Please note that eXile should not be seen as an excuse not to migrate your Windows XP to a supported operating system as soon as possible. The purpose of eXile is really only to address those few machines that are somehow locked to their operating system.

Nevertheless we invented eXile to address the Windows XP end-of-live problem, it is capable to take up any other computer for which you want to have an extra level of security or on which you run any other outdated or insecure operating system.

If you think your remaining Windows XP computers are candidates to send to eXile, we would be happy if you could send a message to isg@phys.ethz.ch  and inform us about the number of computers and what application you are using these computers for. Later this month a web interface will be made available on https://exile.phys.ethz.ch/ where you can directly register every machine you want to send to eXile.

After eXile is fully online, another post will be submitted here.

Some incoming mails lost between Jan 9, 6pm and Jan 13, 11am

On Monday morning we found out that large incoming mails (1 MBytes or larger) were dropped without leaving any error messages in our log files. These mails were lost between Thursday (Jan 9) evening 18:27 and Monday (Jan 13) morning 11:06. Some indicators (i.e. spam filter rules for this case) lead us to estimate the number of about 560 broken local deliveries to about 300 unique recipients.

If you expected e-mails with attachments close to 1 MB or larger within this time frame there is a high likelihood that they got lost.

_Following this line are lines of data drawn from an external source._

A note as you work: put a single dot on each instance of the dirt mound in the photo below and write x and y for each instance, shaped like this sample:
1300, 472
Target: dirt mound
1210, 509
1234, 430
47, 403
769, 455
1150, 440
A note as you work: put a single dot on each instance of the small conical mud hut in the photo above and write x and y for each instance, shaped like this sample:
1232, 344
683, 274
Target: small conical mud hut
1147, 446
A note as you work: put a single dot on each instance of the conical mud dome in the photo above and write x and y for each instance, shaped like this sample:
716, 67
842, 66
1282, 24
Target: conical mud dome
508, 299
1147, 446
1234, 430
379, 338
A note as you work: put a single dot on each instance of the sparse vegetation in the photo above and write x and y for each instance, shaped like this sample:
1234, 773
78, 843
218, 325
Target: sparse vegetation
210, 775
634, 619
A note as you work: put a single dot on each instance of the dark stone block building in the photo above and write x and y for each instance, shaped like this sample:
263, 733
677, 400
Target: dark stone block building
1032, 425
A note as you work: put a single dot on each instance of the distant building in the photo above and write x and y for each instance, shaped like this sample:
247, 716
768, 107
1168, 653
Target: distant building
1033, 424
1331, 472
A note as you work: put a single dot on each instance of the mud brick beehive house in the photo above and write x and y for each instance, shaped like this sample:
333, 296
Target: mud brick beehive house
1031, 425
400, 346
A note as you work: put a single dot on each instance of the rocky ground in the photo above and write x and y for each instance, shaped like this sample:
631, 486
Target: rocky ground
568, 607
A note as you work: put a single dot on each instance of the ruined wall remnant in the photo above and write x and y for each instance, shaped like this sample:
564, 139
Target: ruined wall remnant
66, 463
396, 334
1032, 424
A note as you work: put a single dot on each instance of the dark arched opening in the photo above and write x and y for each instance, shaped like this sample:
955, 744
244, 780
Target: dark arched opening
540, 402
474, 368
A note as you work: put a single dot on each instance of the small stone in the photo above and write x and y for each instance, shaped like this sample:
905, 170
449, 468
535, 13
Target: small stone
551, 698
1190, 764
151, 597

The only information we still have about these mails are sender, recipient and arrival date and time. If you were one of these recipients, please contact the sender to send it again.

You can check on this web page if mails you should have received were lost. You’ll have to log in with your D-PHYS account and will see sender (or mailing list) of and time when the lost mail arrived. Additionally we’ll inform all affected recipients individually, too.

The problem occured after one of the software updates on Thursday which brought stricter code checking, and is solved since Monday morning 11:06.

The issue was caused by a long standing and subtle programming error in the check which prevents bigger mails from being inspected closely by the main spam filter for performance reasons. It was only triggered upon local mail delivery, so mails sent from D-PHYS to outside D-PHYS were not affected. E-mails to D-PHYS mailing lists (or other mailing lists) with archive should be available in the according mailing list archives.

We’re truly sorry for any inconvenience this may have caused and have already taken measures so that similar issues won’t result in mail loss from now on.

Update: it happens to the best of us: Gmail for iOS bug might cause data loss

Maintenance Downtime of D-PHYS Mail Server on 9-Jan-2014

On Thursday, the 9th of January 2014, starting in the late afternoon, we will run multiple software updates on the D-PHYS mail server. We do expect multiple downtimes throughout the evening, partially of single mail services, partially of the whole mail server.

This will likely also delay the delivery of incoming mails up to several hours.

Update, 22:30: Everything back to normal.

Computer support during christmas holidays

The ETH Zurich will be officially closed between Tuesday, 24th of December 2013 and Friday, 3rd of January 2014. During this time, we can only provide limited support. Please follow these rules to save us from superfluous work:

  • Switch off printers
  • Switch off your personal workstation and notebook except for the following:
  • Do not switch off our managed Linux workstations.

We will try to follow our e-mail, but you may also have luck and meet some of us in our IRC channel.